## Introduction

This notebook contains code written to calculate "synoptic" i.e. across-time summary statistic rasters (mean, s.d. and count) from a set of time-series rasters. 

It outputs a grid for each calendar month and an overall grid, for each statistic.

It was primarily written to calculate summaries from MODIS 8-daily files where the timestamp of each file is embedded in the filename as a year and julian day. The code can be modified easily enough to work with timestamps in other formats.

The actual heavy-lifting code is in a Cython module that should be available and compiled first.

The advantages of using this code over just doing it in ArcMap are that it should be quicker, calculations are multithreaded, and a numerically-robust method is used for calculating the statistics.

In [98]:
import glob
import numpy as np
from osgeo import gdal
import os
from collections import defaultdict

In [99]:
from General_Raster_Funcs.RasterTiling import getTiles
from General_Raster_Funcs.TiffManagement import *

The calculation code is implemented in an external class written in Cython. It processes data in parallel and tracks both data for a given month (or other subset) as well as an overall value.
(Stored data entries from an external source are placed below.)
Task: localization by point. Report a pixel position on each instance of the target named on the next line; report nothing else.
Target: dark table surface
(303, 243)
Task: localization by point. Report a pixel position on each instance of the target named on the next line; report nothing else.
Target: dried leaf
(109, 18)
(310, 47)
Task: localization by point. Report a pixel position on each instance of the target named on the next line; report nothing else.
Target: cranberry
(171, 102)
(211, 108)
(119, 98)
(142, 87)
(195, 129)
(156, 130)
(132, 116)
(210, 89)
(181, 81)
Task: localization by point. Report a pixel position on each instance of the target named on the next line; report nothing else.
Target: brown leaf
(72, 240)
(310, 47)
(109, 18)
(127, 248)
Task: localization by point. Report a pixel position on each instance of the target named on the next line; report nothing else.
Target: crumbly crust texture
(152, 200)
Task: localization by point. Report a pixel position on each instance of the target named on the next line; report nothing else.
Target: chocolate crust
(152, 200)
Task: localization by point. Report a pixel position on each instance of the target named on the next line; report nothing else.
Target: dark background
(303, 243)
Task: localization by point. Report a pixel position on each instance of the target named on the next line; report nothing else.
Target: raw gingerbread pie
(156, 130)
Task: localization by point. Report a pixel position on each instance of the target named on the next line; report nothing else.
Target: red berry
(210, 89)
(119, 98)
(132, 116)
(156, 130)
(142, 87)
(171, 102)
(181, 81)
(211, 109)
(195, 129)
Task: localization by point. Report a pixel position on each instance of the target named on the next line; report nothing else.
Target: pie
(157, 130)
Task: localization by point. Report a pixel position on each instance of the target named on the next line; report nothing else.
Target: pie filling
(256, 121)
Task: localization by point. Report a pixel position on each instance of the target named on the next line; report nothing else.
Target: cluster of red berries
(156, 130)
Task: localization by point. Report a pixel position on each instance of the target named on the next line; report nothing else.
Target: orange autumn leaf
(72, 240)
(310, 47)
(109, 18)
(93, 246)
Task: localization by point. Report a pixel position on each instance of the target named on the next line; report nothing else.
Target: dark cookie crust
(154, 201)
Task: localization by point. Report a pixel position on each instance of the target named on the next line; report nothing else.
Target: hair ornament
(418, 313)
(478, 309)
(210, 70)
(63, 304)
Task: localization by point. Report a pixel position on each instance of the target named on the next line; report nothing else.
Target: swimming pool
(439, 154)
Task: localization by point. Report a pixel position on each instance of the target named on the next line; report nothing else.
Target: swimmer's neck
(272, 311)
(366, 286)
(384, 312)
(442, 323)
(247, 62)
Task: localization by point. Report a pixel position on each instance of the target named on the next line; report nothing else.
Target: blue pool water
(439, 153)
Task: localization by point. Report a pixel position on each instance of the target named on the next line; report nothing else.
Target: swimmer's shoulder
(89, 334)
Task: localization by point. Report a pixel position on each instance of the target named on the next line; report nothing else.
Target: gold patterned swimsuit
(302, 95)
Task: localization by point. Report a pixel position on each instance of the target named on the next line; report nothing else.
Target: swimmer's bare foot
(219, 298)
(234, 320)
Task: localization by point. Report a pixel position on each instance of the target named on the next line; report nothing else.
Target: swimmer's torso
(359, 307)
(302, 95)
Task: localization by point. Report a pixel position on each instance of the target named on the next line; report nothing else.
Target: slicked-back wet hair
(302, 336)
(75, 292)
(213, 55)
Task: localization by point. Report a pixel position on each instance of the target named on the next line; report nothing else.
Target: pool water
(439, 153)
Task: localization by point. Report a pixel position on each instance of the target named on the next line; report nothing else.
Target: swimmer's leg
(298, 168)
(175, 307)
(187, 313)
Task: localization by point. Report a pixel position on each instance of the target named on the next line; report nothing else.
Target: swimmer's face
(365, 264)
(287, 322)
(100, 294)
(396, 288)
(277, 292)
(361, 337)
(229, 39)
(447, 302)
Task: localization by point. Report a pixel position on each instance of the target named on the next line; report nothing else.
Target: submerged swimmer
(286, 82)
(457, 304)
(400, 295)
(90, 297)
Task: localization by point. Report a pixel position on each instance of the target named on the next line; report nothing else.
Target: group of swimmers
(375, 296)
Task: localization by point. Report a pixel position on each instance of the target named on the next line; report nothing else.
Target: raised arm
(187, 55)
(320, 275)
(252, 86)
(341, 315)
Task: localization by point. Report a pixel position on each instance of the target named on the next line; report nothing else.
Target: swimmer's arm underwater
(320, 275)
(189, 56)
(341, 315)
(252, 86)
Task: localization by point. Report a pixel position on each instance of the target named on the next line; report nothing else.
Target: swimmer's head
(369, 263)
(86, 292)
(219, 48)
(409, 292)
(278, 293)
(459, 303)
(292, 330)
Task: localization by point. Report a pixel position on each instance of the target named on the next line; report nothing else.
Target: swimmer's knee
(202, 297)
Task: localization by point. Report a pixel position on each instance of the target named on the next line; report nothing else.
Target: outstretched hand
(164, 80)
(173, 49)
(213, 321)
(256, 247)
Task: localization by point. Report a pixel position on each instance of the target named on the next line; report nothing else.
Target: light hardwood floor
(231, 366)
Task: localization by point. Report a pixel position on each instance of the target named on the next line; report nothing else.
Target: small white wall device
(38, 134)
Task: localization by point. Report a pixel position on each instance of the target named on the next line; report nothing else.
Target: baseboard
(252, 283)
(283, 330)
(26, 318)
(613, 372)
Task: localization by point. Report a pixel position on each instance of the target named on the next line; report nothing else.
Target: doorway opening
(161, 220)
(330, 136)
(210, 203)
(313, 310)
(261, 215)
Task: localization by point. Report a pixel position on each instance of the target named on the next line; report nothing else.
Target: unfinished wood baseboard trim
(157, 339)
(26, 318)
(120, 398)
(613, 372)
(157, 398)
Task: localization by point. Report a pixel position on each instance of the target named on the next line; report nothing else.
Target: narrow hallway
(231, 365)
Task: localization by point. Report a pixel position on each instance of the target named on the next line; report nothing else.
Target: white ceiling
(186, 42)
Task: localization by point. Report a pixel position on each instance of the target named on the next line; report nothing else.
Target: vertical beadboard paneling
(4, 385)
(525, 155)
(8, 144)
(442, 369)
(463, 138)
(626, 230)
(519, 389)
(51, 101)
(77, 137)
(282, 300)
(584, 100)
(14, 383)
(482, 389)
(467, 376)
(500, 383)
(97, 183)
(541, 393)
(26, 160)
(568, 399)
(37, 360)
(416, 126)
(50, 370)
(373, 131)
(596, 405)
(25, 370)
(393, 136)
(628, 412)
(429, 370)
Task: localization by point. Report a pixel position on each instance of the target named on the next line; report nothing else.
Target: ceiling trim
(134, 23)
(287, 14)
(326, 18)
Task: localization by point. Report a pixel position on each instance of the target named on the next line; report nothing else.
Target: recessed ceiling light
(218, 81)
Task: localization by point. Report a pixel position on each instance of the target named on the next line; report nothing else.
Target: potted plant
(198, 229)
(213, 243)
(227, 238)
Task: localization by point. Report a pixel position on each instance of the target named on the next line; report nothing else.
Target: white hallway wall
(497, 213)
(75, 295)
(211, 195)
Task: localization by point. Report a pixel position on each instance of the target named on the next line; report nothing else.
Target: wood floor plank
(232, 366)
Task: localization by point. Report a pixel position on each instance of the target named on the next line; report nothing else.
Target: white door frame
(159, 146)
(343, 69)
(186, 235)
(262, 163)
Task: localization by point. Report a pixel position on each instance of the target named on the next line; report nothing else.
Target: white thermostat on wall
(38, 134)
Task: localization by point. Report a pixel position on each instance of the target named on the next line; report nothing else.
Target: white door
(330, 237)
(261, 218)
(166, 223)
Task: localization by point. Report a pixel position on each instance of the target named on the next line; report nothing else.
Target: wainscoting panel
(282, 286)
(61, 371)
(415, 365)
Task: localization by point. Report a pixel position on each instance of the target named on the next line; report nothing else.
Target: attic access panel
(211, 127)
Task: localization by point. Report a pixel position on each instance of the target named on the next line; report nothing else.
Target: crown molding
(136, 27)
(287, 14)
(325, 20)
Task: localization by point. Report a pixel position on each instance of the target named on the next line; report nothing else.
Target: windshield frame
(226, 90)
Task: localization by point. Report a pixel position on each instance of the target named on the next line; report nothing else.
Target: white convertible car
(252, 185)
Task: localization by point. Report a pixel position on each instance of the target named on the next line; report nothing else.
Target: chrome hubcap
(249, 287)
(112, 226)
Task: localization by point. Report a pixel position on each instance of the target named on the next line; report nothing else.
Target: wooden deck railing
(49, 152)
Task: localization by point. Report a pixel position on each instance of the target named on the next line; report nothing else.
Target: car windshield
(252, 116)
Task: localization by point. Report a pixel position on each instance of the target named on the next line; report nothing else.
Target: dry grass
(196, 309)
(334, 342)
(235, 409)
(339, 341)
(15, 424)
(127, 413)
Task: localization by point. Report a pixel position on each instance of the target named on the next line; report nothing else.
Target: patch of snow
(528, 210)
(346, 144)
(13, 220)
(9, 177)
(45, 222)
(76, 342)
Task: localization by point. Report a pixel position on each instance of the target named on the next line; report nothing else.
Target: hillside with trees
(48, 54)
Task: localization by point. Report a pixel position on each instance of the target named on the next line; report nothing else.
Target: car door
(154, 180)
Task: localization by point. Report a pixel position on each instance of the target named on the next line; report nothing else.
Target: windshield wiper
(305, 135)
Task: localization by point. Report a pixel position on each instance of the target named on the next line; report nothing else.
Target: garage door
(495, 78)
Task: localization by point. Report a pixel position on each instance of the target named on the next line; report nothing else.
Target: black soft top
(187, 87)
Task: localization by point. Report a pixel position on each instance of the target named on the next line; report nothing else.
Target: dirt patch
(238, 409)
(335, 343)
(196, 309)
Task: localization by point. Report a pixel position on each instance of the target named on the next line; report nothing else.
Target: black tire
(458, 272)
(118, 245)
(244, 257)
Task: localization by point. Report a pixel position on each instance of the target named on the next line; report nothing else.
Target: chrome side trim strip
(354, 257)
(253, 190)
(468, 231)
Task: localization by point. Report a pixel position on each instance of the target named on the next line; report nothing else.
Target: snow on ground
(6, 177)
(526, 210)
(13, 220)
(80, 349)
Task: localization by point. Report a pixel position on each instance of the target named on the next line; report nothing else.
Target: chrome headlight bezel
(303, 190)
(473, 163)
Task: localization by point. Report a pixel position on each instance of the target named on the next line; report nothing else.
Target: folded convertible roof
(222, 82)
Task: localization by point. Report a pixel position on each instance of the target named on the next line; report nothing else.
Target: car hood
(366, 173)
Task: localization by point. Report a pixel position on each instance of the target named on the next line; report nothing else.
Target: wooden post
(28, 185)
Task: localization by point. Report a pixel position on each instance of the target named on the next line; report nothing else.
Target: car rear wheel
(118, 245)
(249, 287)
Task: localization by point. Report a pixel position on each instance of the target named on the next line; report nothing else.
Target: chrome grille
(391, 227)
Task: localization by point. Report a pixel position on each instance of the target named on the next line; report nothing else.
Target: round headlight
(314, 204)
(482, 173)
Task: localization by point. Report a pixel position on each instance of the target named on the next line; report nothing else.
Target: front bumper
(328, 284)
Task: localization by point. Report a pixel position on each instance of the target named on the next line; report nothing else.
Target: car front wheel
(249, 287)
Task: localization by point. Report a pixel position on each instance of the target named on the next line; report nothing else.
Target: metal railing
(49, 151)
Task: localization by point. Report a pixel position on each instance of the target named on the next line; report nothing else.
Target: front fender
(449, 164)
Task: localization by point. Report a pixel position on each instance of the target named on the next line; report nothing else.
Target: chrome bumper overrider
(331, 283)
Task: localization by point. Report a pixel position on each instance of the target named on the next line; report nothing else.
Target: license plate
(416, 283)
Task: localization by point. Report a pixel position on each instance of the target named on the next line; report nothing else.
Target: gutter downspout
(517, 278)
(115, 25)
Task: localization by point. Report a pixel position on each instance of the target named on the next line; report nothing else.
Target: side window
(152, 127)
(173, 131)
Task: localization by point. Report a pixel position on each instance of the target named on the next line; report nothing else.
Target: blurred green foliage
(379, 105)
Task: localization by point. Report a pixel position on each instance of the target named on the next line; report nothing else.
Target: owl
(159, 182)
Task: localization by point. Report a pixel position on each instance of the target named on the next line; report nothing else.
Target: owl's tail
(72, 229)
You will need to compile and install this first by running the following command in the MODIS_Raster_Funcs folder:

`python setup.py build_ext --inplace`

This assumes that you have Cython installed and also a suitable C compiler, which can be a slight mission on windows.

In [100]:
from MODIS_Raster_Funcs.SynopticData import MonthlyStatCalculator

## Set up file locations - edit then run each cell

e.g.

In [8]:
inBaseDir = r'F:\MCD43B4_Gapfilled_Output\EVI\Output_Final_30k_2030pc_FixedMean'
genericFilePattern = r"{0}\*_{1}.tif"
tag = "Filled_Data"
what = "EVI"

or

In [101]:
#inBaseDir = r'E:\Temp\tsmodel\5km\runs\-180W-180E-60N--60S-1024px-martens2\mosaic'
inBaseDir = r'E:\Temp\tsmodel\1km\ts_1k_global_martens2\global_mosaic'
genericFilePattern = r"{0}\*_{1}.tif"
#tag = "5km_global_martens2"
tag = "1km_global_martens2"
what = "TS_New_1km_Martens2"

In [102]:
tileDir = r"C:\temp\test\tiles_1k"
outDir = r"C:\temp\test\merged_1k"

In [103]:
# Specify the height of each tile - depends on available memory.
# The algorithm will work in slices that are this height and full-width,
# so the algorithm needs around idealSlice * fullWidth * 80 bytes of RAM
# Thus with global 1k images (43200px wide), a slice of 7168 (high) needs 
# around 25Gb RAM. Choose based on your PC's RAM.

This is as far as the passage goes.